Other (non-tier 1) issues
Threading
It seems that dCache uses a massive amount of threads for I/O: Consider moving to
NIO, asynchronous I/O, and a common I/O multiplexing framework decoupling threads from I/O.
In many places threading and functionality are mixed. I.e. the SocketAdapter spawns a new
thread for itself: Code quality would improve if these issues were decoupled, e.g., SocketAdapter
would just contain its functionality and then the client code would decide to either spawn a new
thread or not (the client code may already run in a task specific thread, not needing to spawn a
new thread). The client can also choose to submit the task to an execution service (JDK 1.5 feature),
utilising a thread pool.
Message passing and RMI
The cell architecture is rather nice, however, much of the logic is cluttered by message passing
issues being intermixed with functionality.
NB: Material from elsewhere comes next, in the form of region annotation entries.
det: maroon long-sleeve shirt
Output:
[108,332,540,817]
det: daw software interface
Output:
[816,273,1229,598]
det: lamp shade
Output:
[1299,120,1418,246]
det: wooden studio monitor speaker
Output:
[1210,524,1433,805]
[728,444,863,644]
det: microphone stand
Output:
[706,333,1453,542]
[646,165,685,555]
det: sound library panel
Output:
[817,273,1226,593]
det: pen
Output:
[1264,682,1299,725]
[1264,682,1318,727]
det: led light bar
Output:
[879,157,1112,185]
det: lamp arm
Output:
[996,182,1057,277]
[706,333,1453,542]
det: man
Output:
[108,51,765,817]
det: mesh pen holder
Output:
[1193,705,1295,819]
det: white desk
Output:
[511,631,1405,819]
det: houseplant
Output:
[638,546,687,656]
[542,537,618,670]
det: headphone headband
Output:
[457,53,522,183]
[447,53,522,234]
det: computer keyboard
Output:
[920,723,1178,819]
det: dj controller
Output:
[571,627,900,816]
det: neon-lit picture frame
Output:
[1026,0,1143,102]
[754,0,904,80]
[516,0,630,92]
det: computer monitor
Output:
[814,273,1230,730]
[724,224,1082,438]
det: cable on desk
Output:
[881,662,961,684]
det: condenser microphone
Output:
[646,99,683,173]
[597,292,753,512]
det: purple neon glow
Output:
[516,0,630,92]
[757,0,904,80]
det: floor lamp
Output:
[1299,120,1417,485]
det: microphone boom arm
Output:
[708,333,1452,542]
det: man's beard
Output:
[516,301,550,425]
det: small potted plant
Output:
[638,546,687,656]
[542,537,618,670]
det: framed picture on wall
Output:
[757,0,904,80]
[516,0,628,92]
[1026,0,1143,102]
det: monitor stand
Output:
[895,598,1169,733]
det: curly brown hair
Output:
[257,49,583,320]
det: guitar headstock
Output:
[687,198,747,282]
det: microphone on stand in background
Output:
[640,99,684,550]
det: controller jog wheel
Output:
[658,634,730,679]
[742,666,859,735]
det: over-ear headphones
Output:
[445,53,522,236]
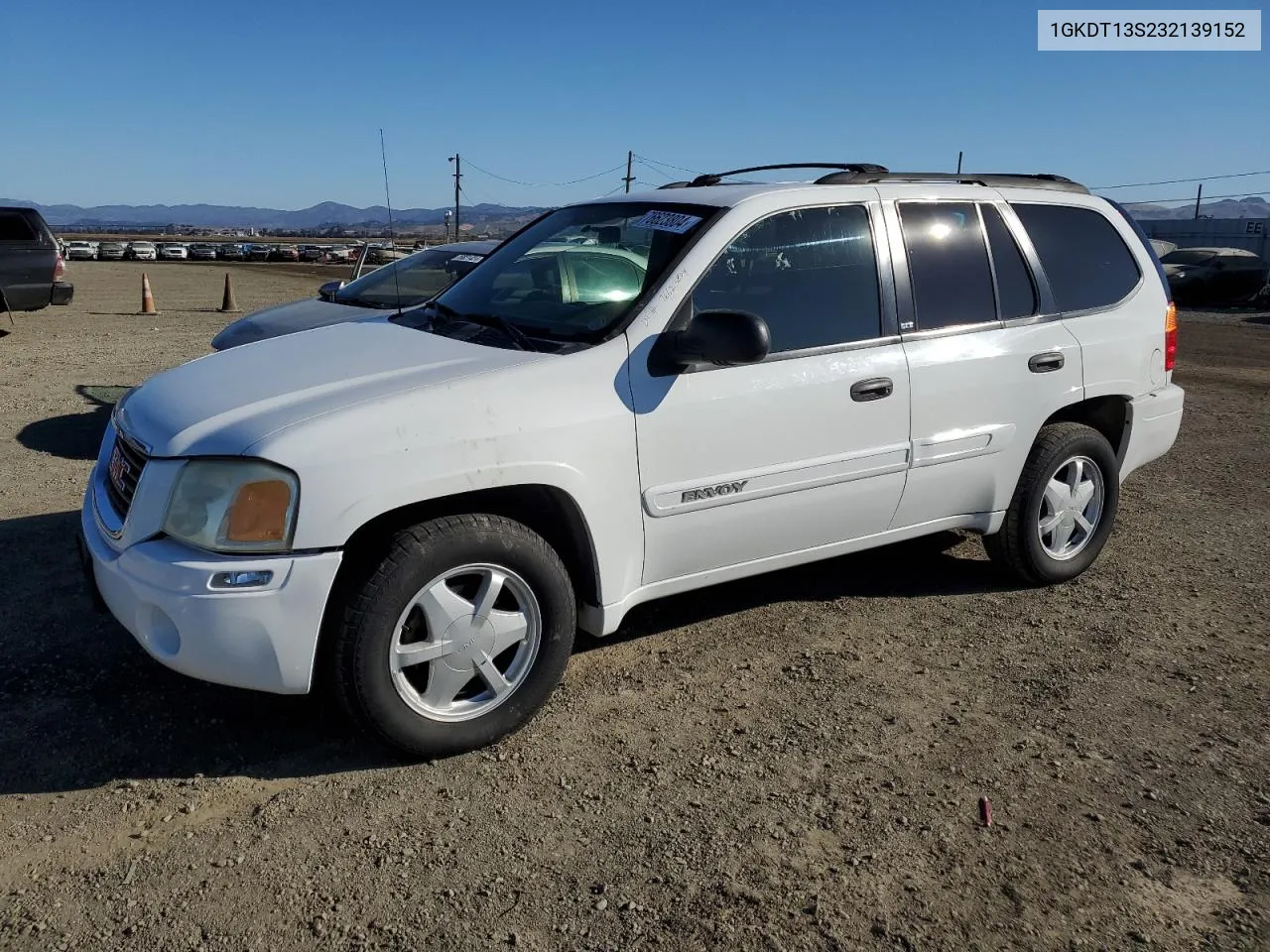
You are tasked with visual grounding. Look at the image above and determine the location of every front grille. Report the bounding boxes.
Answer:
[105,432,147,520]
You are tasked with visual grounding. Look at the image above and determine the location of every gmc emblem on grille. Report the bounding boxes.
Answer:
[107,445,132,490]
[680,480,749,503]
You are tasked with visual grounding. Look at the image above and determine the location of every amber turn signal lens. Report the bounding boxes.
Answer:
[225,480,291,542]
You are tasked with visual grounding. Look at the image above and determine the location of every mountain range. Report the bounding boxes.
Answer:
[0,198,545,230]
[1125,195,1270,218]
[0,195,1270,230]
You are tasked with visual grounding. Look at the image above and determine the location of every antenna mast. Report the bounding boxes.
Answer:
[380,128,401,313]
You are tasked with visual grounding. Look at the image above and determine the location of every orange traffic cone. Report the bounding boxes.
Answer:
[219,272,237,312]
[139,272,159,313]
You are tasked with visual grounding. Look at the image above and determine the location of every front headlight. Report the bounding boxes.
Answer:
[164,459,300,552]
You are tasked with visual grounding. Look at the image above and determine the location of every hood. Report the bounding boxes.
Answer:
[212,298,384,350]
[111,318,538,457]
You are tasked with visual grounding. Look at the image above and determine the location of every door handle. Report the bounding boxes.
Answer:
[851,377,895,403]
[1028,352,1065,373]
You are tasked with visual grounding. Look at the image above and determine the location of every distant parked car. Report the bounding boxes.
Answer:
[0,207,75,311]
[212,241,499,350]
[1160,248,1270,305]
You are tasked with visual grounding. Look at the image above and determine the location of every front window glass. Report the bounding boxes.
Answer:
[335,248,485,308]
[414,200,718,340]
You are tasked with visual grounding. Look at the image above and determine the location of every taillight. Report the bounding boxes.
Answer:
[1165,300,1178,371]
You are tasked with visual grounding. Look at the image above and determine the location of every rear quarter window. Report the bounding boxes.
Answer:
[0,212,42,244]
[1011,202,1142,312]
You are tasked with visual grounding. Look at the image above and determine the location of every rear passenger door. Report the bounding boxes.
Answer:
[0,210,58,311]
[630,202,908,584]
[886,186,1083,528]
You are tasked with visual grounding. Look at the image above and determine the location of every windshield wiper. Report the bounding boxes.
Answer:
[427,300,539,350]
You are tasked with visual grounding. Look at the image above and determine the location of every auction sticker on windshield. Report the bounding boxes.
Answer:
[630,212,701,235]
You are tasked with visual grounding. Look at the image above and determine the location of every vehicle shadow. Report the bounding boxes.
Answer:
[0,502,1008,794]
[0,512,383,796]
[18,384,127,459]
[575,532,1020,653]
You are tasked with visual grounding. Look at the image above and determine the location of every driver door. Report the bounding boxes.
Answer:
[630,202,909,585]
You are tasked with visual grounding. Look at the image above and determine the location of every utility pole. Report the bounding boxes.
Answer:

A proper abstraction over the message passing interface
would clean up things. This could be done by hand for each cell by writing stubs on the client side
and skeletons on the server side. To be fair, this seems to be done for some cells, e.g., PnfsHandler
seems to be the client side of the PoolManager. This process can however be automated by using reflection.
Automatic skeleton generation using reflection is already implemented
for string messages (which are typically send from the CellShell). What I
propose is that the same is done for RMI.
A prototype of such an RMI abstraction over the cell architecture has already been implemented.